1) developing my own version of hardware (not a cape) for cnc-ing, e.g. 3d printing and others like machinekit
2) i plan to update this one https://github.com/Noobman/RDB-STPTS-002-DIY
Note: this is not a cape, it currently uses wires of breaboard type, and can be used by any developer any board for either 5v or 3v3 boards, has features like optoisolation and mosfet drivers; not really end hardware more like hardware for other devs;
3) very few things to this area http://reprap.org/wiki/User:NoobMan also i did previous version
What i am planning to update: -not sure if lvds or other logic level would be required, but i plan to make it work with 1,8v logic, mosfets could do easy, the step signal would have to check options -planning to optoisolate endstop switches too -etc minor other stuff - will keep on diy and gplv2

I know this is probably not smth that should be on the list here but well, here it is anyway. You said anxious not worthwhile :). Also note i would do this anyway with time so im probably not a priority. Just a bit anxious about this board, expecting a good development around it coz of prus and mcus. At very least i think many ppls waiting for it.

Dear all,

I realize I am late to this thread. I found this thread after ordering my x-15 many months ago, and coming here to find out news about availability :-).

My primary goal in obtaining a X-15 is porting RTEMS to it. If I can get access to a beta board, I can get started sooner. So, if there are any boards still or any beta items coming in the future:

  1. Make RTEMS (http://rtems.org/) run on the beagleboard-x15.
  2. During development, my RTEMS repo at https://github.com/RTEMS/rtems. If and when accepted to mainline, https://git.rtems.org/rtems/.
  3. I have written RTEMS support for the beagleboard xm and beaglebone & beaglebone black (am335x) already and this has been merged with mainline. (‘beagle’ bsp.)

Ideally I also want it to boot using the bsd-compatible-licensed bootloader umon (https://git.rtems.org/umon/), and also have the x15 running in rtems smp mode. Those I consider stretch goals, as it were, however.
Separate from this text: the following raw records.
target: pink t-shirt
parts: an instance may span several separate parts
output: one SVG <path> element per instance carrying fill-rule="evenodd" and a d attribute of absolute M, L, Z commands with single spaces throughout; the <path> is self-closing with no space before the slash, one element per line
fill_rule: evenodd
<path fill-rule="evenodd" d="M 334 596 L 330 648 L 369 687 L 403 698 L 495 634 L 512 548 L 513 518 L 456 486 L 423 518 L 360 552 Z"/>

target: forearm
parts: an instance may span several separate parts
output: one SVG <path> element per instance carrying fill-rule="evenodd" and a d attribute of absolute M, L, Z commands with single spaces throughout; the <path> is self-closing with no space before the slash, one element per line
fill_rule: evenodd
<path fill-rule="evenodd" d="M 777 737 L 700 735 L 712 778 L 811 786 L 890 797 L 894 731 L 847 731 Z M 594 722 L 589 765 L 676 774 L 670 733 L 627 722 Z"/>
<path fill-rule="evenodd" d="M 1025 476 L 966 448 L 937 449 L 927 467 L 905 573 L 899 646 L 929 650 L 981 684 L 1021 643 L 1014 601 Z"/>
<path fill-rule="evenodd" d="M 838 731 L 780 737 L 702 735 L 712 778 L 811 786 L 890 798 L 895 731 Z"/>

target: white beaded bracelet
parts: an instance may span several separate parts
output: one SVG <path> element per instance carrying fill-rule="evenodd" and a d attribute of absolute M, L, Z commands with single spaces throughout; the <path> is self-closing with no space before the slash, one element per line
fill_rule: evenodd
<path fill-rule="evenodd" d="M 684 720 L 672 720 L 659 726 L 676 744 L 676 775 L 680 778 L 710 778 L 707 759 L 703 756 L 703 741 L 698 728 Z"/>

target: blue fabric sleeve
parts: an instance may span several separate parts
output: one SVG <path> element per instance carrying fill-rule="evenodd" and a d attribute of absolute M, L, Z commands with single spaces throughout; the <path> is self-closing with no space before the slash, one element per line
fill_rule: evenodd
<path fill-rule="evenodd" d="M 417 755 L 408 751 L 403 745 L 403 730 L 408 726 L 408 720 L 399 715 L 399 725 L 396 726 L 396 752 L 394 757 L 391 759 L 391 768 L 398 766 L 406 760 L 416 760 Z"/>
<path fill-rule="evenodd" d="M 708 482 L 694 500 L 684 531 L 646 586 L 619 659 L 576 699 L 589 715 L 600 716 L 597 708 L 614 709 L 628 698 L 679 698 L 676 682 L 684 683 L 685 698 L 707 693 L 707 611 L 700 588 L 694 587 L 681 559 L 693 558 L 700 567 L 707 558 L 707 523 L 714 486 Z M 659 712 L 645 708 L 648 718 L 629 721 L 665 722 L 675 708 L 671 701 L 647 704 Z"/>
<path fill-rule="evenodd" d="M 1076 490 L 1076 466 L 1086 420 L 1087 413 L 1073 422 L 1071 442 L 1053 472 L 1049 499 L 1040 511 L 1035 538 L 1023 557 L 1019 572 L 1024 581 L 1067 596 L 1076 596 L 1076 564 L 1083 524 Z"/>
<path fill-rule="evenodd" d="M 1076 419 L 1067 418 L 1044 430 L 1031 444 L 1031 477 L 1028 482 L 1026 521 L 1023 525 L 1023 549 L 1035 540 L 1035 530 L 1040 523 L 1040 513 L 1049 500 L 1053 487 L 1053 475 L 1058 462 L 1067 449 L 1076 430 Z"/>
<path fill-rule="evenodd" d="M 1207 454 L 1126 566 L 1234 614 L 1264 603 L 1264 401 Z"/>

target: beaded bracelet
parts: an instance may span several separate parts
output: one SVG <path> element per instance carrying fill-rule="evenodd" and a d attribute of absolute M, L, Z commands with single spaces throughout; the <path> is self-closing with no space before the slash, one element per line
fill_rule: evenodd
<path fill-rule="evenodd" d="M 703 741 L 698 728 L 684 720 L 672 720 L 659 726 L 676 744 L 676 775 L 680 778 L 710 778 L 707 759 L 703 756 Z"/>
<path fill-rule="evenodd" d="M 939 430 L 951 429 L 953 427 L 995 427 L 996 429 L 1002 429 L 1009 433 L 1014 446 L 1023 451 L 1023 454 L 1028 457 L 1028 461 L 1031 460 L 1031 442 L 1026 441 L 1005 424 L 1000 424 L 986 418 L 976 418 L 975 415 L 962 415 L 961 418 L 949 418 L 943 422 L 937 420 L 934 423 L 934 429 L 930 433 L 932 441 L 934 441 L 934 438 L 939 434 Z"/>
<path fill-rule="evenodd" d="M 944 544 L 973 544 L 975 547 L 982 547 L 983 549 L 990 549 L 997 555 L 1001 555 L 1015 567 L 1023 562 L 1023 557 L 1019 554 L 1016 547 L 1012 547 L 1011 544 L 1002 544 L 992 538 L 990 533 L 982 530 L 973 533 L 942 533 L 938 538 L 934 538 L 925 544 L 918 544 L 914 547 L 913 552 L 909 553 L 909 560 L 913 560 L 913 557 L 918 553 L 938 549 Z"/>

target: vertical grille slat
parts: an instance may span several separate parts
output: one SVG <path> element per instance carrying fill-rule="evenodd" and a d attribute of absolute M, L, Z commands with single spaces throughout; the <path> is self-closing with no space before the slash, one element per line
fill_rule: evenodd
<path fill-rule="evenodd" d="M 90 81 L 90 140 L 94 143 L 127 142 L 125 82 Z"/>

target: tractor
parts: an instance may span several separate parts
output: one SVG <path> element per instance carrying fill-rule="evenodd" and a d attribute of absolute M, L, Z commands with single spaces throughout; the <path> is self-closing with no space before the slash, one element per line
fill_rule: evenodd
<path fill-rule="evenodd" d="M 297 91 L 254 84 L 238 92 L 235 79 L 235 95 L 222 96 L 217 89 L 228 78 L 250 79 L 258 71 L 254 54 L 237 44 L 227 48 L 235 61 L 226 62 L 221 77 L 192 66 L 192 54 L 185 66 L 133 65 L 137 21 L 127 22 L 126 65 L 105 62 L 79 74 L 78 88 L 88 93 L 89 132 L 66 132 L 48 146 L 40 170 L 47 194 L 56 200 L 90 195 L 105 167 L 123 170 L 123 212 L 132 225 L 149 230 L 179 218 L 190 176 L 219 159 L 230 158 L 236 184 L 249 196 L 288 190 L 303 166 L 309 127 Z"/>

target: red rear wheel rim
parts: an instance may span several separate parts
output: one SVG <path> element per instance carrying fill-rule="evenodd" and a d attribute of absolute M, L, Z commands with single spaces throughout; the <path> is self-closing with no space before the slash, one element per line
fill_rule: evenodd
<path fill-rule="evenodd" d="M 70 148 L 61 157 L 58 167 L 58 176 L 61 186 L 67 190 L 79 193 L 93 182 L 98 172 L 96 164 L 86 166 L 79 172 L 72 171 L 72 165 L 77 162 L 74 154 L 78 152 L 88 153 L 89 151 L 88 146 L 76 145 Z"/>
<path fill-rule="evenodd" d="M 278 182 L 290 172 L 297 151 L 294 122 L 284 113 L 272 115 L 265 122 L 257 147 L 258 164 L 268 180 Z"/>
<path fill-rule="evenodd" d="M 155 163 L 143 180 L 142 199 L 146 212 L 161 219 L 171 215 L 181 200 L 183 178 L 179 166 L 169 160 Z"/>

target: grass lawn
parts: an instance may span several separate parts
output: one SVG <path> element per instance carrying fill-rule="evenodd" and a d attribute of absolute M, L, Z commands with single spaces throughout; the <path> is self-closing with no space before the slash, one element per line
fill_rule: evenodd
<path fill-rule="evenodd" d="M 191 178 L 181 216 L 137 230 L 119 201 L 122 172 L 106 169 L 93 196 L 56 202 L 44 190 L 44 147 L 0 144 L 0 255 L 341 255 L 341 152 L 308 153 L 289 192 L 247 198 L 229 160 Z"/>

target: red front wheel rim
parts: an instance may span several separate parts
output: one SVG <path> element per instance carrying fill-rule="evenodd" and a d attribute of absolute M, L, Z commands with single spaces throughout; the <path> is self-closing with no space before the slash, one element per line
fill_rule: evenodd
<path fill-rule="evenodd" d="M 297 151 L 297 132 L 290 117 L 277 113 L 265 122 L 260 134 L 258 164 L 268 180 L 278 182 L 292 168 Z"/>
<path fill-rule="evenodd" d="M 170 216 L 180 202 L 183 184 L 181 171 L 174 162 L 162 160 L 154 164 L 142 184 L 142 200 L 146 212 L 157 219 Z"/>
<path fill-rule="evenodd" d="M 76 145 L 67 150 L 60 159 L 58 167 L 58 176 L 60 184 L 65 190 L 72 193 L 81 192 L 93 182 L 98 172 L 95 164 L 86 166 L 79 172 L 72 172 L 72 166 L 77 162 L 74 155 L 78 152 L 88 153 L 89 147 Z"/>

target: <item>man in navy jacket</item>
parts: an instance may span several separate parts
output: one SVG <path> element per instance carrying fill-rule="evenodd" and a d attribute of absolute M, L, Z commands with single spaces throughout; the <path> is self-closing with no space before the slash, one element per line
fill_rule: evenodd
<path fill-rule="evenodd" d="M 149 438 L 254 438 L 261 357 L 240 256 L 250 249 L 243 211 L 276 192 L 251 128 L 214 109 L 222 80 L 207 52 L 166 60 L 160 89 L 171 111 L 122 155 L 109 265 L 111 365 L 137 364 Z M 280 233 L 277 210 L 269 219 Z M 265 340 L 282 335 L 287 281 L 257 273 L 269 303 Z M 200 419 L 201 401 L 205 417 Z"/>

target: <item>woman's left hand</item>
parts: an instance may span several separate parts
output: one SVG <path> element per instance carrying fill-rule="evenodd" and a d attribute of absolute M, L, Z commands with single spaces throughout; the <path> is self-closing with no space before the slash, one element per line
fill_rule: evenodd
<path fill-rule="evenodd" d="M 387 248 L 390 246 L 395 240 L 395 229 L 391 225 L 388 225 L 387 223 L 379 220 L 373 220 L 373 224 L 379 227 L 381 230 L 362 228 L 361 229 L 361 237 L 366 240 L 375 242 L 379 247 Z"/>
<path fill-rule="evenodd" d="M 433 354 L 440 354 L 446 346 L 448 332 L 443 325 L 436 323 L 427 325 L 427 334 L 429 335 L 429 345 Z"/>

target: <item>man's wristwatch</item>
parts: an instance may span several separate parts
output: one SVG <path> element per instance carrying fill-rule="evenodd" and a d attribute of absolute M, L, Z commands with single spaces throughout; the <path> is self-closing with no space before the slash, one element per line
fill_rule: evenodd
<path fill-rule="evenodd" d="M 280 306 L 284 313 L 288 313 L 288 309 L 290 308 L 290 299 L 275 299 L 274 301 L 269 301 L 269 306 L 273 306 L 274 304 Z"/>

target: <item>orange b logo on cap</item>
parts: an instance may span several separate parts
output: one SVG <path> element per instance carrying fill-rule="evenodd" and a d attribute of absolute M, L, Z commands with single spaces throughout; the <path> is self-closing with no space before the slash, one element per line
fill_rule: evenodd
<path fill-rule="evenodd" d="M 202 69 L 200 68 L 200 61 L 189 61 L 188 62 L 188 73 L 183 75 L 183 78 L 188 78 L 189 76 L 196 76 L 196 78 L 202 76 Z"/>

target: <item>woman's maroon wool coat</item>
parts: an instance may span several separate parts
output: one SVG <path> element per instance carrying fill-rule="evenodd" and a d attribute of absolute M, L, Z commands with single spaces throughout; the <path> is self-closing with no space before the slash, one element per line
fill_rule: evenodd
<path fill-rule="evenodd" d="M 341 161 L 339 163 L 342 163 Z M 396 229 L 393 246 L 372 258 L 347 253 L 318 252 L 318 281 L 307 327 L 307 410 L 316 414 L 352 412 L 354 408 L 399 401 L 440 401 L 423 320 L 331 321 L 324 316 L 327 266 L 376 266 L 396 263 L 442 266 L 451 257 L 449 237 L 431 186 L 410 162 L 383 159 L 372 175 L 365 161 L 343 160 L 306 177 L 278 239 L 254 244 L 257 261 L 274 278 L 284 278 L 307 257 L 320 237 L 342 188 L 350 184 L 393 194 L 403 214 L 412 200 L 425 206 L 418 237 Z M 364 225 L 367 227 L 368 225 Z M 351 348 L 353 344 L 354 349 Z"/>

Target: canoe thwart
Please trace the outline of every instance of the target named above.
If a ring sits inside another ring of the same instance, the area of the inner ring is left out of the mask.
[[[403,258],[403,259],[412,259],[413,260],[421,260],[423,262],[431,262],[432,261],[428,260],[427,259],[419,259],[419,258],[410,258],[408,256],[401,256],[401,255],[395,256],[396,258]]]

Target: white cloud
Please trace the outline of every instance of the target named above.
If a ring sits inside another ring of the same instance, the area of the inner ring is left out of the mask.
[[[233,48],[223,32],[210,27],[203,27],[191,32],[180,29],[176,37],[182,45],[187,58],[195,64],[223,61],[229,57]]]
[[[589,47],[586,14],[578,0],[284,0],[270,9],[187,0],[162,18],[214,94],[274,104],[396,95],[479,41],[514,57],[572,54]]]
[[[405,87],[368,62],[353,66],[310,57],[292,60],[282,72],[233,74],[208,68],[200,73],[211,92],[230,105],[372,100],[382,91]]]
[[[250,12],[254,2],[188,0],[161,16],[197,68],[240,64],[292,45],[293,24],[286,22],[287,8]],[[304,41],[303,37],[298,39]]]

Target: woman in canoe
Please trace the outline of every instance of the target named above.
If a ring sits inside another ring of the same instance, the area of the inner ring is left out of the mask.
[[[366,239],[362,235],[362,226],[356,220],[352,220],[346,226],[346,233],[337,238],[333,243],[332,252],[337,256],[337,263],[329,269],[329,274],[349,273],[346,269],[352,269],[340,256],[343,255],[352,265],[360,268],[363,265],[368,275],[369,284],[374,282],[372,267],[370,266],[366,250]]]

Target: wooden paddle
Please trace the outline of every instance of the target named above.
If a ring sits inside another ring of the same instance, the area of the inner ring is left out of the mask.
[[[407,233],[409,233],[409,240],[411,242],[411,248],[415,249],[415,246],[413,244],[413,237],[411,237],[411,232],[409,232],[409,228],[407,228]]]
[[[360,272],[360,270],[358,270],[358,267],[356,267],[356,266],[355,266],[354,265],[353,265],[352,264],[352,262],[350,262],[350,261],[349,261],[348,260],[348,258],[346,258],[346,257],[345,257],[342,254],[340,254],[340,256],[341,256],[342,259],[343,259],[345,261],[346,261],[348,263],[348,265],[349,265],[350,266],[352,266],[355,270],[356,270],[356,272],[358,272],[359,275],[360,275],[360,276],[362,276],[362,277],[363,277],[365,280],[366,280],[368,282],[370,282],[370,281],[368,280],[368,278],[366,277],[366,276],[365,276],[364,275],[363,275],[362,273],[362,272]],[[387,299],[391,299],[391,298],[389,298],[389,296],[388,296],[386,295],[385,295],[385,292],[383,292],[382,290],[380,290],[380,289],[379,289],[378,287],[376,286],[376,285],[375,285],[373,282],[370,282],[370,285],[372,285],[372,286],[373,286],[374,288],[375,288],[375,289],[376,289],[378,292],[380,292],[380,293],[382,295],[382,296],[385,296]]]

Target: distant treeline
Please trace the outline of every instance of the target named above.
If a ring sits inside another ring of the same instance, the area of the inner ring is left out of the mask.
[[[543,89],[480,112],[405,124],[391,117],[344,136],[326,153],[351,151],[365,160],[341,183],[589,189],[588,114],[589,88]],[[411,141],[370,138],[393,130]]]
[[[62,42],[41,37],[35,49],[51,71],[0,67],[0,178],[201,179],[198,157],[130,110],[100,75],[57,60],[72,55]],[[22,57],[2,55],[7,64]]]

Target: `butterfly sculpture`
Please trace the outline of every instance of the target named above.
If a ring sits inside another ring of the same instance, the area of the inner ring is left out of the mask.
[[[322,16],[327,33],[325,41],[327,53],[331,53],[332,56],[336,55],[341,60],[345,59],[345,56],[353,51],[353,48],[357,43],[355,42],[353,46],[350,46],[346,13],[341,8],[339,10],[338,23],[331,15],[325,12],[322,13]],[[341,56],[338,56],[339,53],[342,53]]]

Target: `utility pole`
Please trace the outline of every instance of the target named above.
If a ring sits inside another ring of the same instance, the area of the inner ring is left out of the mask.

1) eBPF byte-code compiler kernel driver for the HW packet filter engine on the AM5728.

Packet Filter Engine:

"AM572x ARM Processor Silicon Revision V1.1" section 24.11.4.9

http://www.ti.com/lit/er/sprz429g/sprz429g.pdf

2) https://github.com/zebop/x15-pkt-engine

3) Many years of OS hacking in C and assembler. Recently ported Nuttx to the TI CC3200 ARM Cortex-m4 ( https://hackpad.com/ep/pad/static/Rrol11xo7NQ )

Late to the party, but here goes anyway…

  1. If a board were to ever fall into my lap, I’d work on getting the the Adafruit BBIO Python library working on it along with other people who’ve contributed to the library. I’d be eager to get this library working with X15 ASAP after release.

  2. https://github.com/PeteLawler/adafruit-beaglebone-io-python (via elsewhere forked from https://github.com/adafruit/adafruit-beaglebone-io-python )

  3. Not much, though I did help get the Adafruit BBIO Python library updated to work with 4.1+ kernels, so there’s that.

Should this thread be "un-pinned" now that Rev C has been released?